Attention dans moins d’un mois, le régime des plus-values immobilières va se durcir !
Pour mémoire, depuis le vote de la Loi de finances r ectificatives pour 2011 (Loi n°2011-1117 du 19 septembre 2011), l’exonération totale des plus-values ne vous est acquise qu’en cas de cession intervenant au-delà de 30 années de détention et non plus 15 comme auparavant, suivant la modification de l’article 150 VC du Code général des impôts (CGI) !
Mais la donation d’un bien immobilier a ceci d’intéressant qu’elle peut vous permettre de purger toute la plus-value…
Dans le même temps, et cela demeure inchangé, la donation d’un bien immobilier purge la plus-value : c’est-à-dire que si le donataire (celui qui reçoit) revend ce bien ultérieurement, il n’aura d’impôt sur les plus-values à acquitter que pour la seule partie résultant de l’accroissement de valeur intervenu depuis le jour de la donation où il a reçu ce bien.
En effet, la valeur d’acquisition prise en compte est celle qui sert de base lors de l’établissement de l’acte de donation. Lorsque l’on sait que la loi TEPA de 2007 a relevé l’abattement sur les donations et successions en ligne directe à 150 000 euros (réactualisé à 159 325 euros – art. 779 du CGI), certains peuvent être tentés de rapprocher les deux textes pour échapper à toute imposition, tant sur la donation que sur la revente future par l’heureux bénéficiaire.
Un exemple de montage alléchant : la surévaluation volontaire lors de la donation.
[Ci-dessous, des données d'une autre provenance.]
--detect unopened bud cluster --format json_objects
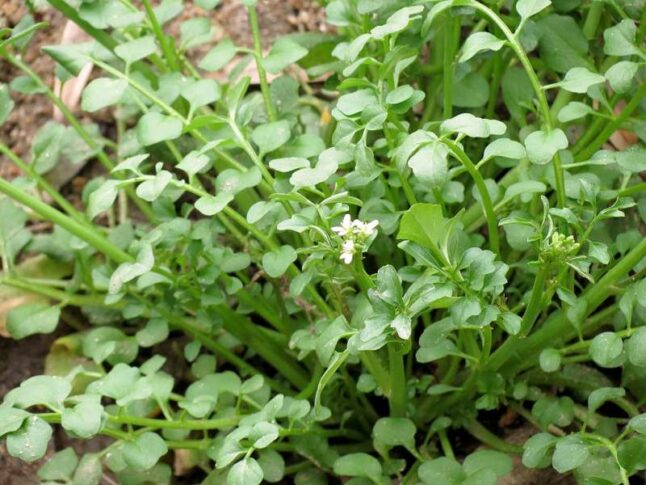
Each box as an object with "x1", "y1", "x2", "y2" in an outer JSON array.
[{"x1": 332, "y1": 214, "x2": 379, "y2": 264}]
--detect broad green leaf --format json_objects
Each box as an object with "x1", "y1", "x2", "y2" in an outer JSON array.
[
  {"x1": 198, "y1": 39, "x2": 236, "y2": 72},
  {"x1": 61, "y1": 396, "x2": 103, "y2": 439},
  {"x1": 261, "y1": 37, "x2": 307, "y2": 74},
  {"x1": 251, "y1": 120, "x2": 291, "y2": 153},
  {"x1": 626, "y1": 327, "x2": 646, "y2": 367},
  {"x1": 588, "y1": 387, "x2": 626, "y2": 413},
  {"x1": 334, "y1": 453, "x2": 381, "y2": 483},
  {"x1": 588, "y1": 332, "x2": 624, "y2": 368},
  {"x1": 227, "y1": 457, "x2": 264, "y2": 485},
  {"x1": 552, "y1": 435, "x2": 590, "y2": 473},
  {"x1": 516, "y1": 0, "x2": 552, "y2": 20},
  {"x1": 525, "y1": 128, "x2": 568, "y2": 165},
  {"x1": 38, "y1": 448, "x2": 79, "y2": 483},
  {"x1": 604, "y1": 61, "x2": 639, "y2": 93},
  {"x1": 558, "y1": 101, "x2": 593, "y2": 123},
  {"x1": 536, "y1": 15, "x2": 594, "y2": 73},
  {"x1": 0, "y1": 406, "x2": 29, "y2": 438},
  {"x1": 523, "y1": 433, "x2": 558, "y2": 468},
  {"x1": 417, "y1": 456, "x2": 467, "y2": 485},
  {"x1": 557, "y1": 67, "x2": 606, "y2": 93},
  {"x1": 262, "y1": 245, "x2": 297, "y2": 278},
  {"x1": 408, "y1": 140, "x2": 449, "y2": 187},
  {"x1": 87, "y1": 180, "x2": 119, "y2": 220},
  {"x1": 440, "y1": 113, "x2": 507, "y2": 138},
  {"x1": 7, "y1": 303, "x2": 61, "y2": 340},
  {"x1": 462, "y1": 450, "x2": 513, "y2": 478},
  {"x1": 4, "y1": 376, "x2": 72, "y2": 409},
  {"x1": 114, "y1": 35, "x2": 157, "y2": 64},
  {"x1": 137, "y1": 112, "x2": 183, "y2": 146},
  {"x1": 482, "y1": 138, "x2": 527, "y2": 161},
  {"x1": 136, "y1": 170, "x2": 173, "y2": 202},
  {"x1": 7, "y1": 416, "x2": 53, "y2": 463},
  {"x1": 195, "y1": 192, "x2": 233, "y2": 216},
  {"x1": 617, "y1": 435, "x2": 646, "y2": 474},
  {"x1": 458, "y1": 32, "x2": 505, "y2": 62},
  {"x1": 603, "y1": 19, "x2": 640, "y2": 56},
  {"x1": 123, "y1": 432, "x2": 168, "y2": 471},
  {"x1": 0, "y1": 84, "x2": 15, "y2": 125}
]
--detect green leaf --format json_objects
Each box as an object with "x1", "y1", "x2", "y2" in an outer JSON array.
[
  {"x1": 227, "y1": 457, "x2": 264, "y2": 485},
  {"x1": 462, "y1": 450, "x2": 513, "y2": 478},
  {"x1": 123, "y1": 432, "x2": 168, "y2": 471},
  {"x1": 588, "y1": 387, "x2": 626, "y2": 413},
  {"x1": 558, "y1": 101, "x2": 594, "y2": 123},
  {"x1": 251, "y1": 120, "x2": 291, "y2": 153},
  {"x1": 458, "y1": 32, "x2": 505, "y2": 62},
  {"x1": 261, "y1": 37, "x2": 307, "y2": 74},
  {"x1": 334, "y1": 453, "x2": 381, "y2": 483},
  {"x1": 536, "y1": 15, "x2": 594, "y2": 73},
  {"x1": 4, "y1": 376, "x2": 72, "y2": 409},
  {"x1": 372, "y1": 418, "x2": 417, "y2": 449},
  {"x1": 195, "y1": 192, "x2": 233, "y2": 216},
  {"x1": 523, "y1": 433, "x2": 558, "y2": 468},
  {"x1": 588, "y1": 332, "x2": 624, "y2": 368},
  {"x1": 538, "y1": 348, "x2": 561, "y2": 372},
  {"x1": 552, "y1": 435, "x2": 590, "y2": 473},
  {"x1": 136, "y1": 170, "x2": 173, "y2": 202},
  {"x1": 61, "y1": 396, "x2": 103, "y2": 439},
  {"x1": 198, "y1": 39, "x2": 236, "y2": 72},
  {"x1": 417, "y1": 456, "x2": 466, "y2": 485},
  {"x1": 114, "y1": 35, "x2": 157, "y2": 64},
  {"x1": 440, "y1": 113, "x2": 507, "y2": 138},
  {"x1": 408, "y1": 140, "x2": 449, "y2": 187},
  {"x1": 87, "y1": 180, "x2": 119, "y2": 220},
  {"x1": 181, "y1": 79, "x2": 222, "y2": 111},
  {"x1": 38, "y1": 448, "x2": 79, "y2": 482},
  {"x1": 617, "y1": 435, "x2": 646, "y2": 475},
  {"x1": 7, "y1": 303, "x2": 61, "y2": 340},
  {"x1": 525, "y1": 128, "x2": 568, "y2": 165},
  {"x1": 0, "y1": 406, "x2": 29, "y2": 438},
  {"x1": 262, "y1": 245, "x2": 297, "y2": 278},
  {"x1": 603, "y1": 19, "x2": 640, "y2": 56},
  {"x1": 604, "y1": 61, "x2": 639, "y2": 93},
  {"x1": 0, "y1": 84, "x2": 15, "y2": 125},
  {"x1": 482, "y1": 138, "x2": 527, "y2": 161},
  {"x1": 626, "y1": 327, "x2": 646, "y2": 367},
  {"x1": 516, "y1": 0, "x2": 552, "y2": 20},
  {"x1": 7, "y1": 416, "x2": 53, "y2": 463},
  {"x1": 137, "y1": 112, "x2": 183, "y2": 146},
  {"x1": 557, "y1": 67, "x2": 606, "y2": 94}
]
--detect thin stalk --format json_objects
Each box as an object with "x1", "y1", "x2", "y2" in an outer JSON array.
[
  {"x1": 0, "y1": 49, "x2": 155, "y2": 221},
  {"x1": 0, "y1": 142, "x2": 86, "y2": 221},
  {"x1": 247, "y1": 6, "x2": 278, "y2": 121},
  {"x1": 442, "y1": 140, "x2": 501, "y2": 258},
  {"x1": 574, "y1": 83, "x2": 646, "y2": 162}
]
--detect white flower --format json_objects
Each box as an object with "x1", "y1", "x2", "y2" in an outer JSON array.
[
  {"x1": 353, "y1": 219, "x2": 379, "y2": 238},
  {"x1": 332, "y1": 214, "x2": 354, "y2": 237},
  {"x1": 340, "y1": 239, "x2": 354, "y2": 264}
]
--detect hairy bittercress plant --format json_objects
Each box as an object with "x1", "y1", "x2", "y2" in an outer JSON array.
[{"x1": 0, "y1": 0, "x2": 646, "y2": 485}]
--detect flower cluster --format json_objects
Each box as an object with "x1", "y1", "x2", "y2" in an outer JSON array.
[{"x1": 332, "y1": 214, "x2": 379, "y2": 264}]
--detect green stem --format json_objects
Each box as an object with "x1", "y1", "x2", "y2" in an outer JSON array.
[
  {"x1": 247, "y1": 6, "x2": 278, "y2": 121},
  {"x1": 574, "y1": 83, "x2": 646, "y2": 162},
  {"x1": 142, "y1": 0, "x2": 179, "y2": 71},
  {"x1": 0, "y1": 142, "x2": 86, "y2": 222},
  {"x1": 442, "y1": 140, "x2": 501, "y2": 258}
]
Prenons un exemple tout simple : vous avez acheté un petit studio étudiant il y a six ans au prix de 40 000 euros tous frais inclus. Il vaut aujourd’hui 80 000 euros. Si vous le vendez après le 1er février, vous aurez engrangé une plus-value brute de 40 000 euros; après application du tout petit abattement de 2% par année de détention au-delà de la cinquième, votre plus-value nette taxable sera de 39 200 euros. Frappée à 32,5% (prélèvements sociaux inclus), votre “ardoise” auprès du Trésor public se montera à 12 740 euros.
Mais comme l’immobilier est une classe d’actifs réels qui prend de la valeur à long terme, on peut décemment penser que si vous donnez maintenant ce studio à votre enfant et que celui-ci le revend dans 10 ans, par exemple à 159 000 euros, il devra donc acquitter une imposition relative à la plus-value brute de 79 000 euros (correspondant à la différence entre 80 000 euros et 159 000 euros).
Une chose est certaine : les taux de fiscalisation auront encore augmenté d’ici là. Votre démon tentateur vous souffle donc de procéder à une surévaluation dans l’acte de donation — d’autant plus indolore que vous profitez actuellement d’un généreux abattement de 159 000 euros !
Une telle manoeuvre permettrait de purger à l’avance la plus-value de votre enfant tout en éludant aujourd’hui les droits de mutation à titre gratuit.
Alors, votre démon tentateur a-t-il trouvé la martingale ?
Eh bien hélas non ! Certes, si lors de la donation vous procédez à une surévaluation, il y a de grandes chances que le fisc n’y trouvera rien à redire – en fait, il ne se hâte de procéder à des redressements que lorsqu’il y a sous-évaluation. Sachez pourtant que votre démarche peut tourner au cadeau empoisonné pour votre enfant !
Quand le Conseil d’Etat dit “non” aux évaluations fantaisistes !
C’est ce qui ressort clairement d’une affaire examinée en Conseil d’Etat le 12 octobre 2011 (n°324717).
En l’espèce, il s’agissait d’une donation d’actions cotées, mais le raisonnement des juges du Palais Royal est tout à fait transposable quels que soient les actifs concernés.
Pour la haute juridiction, une valeur déclarée dans l’acte de donation, si elle est manifestement surévaluée (et quand bien même le fisc n’avait pas réagi lors de la transmission), peut tout à fait être écartée lors de la revente du bien.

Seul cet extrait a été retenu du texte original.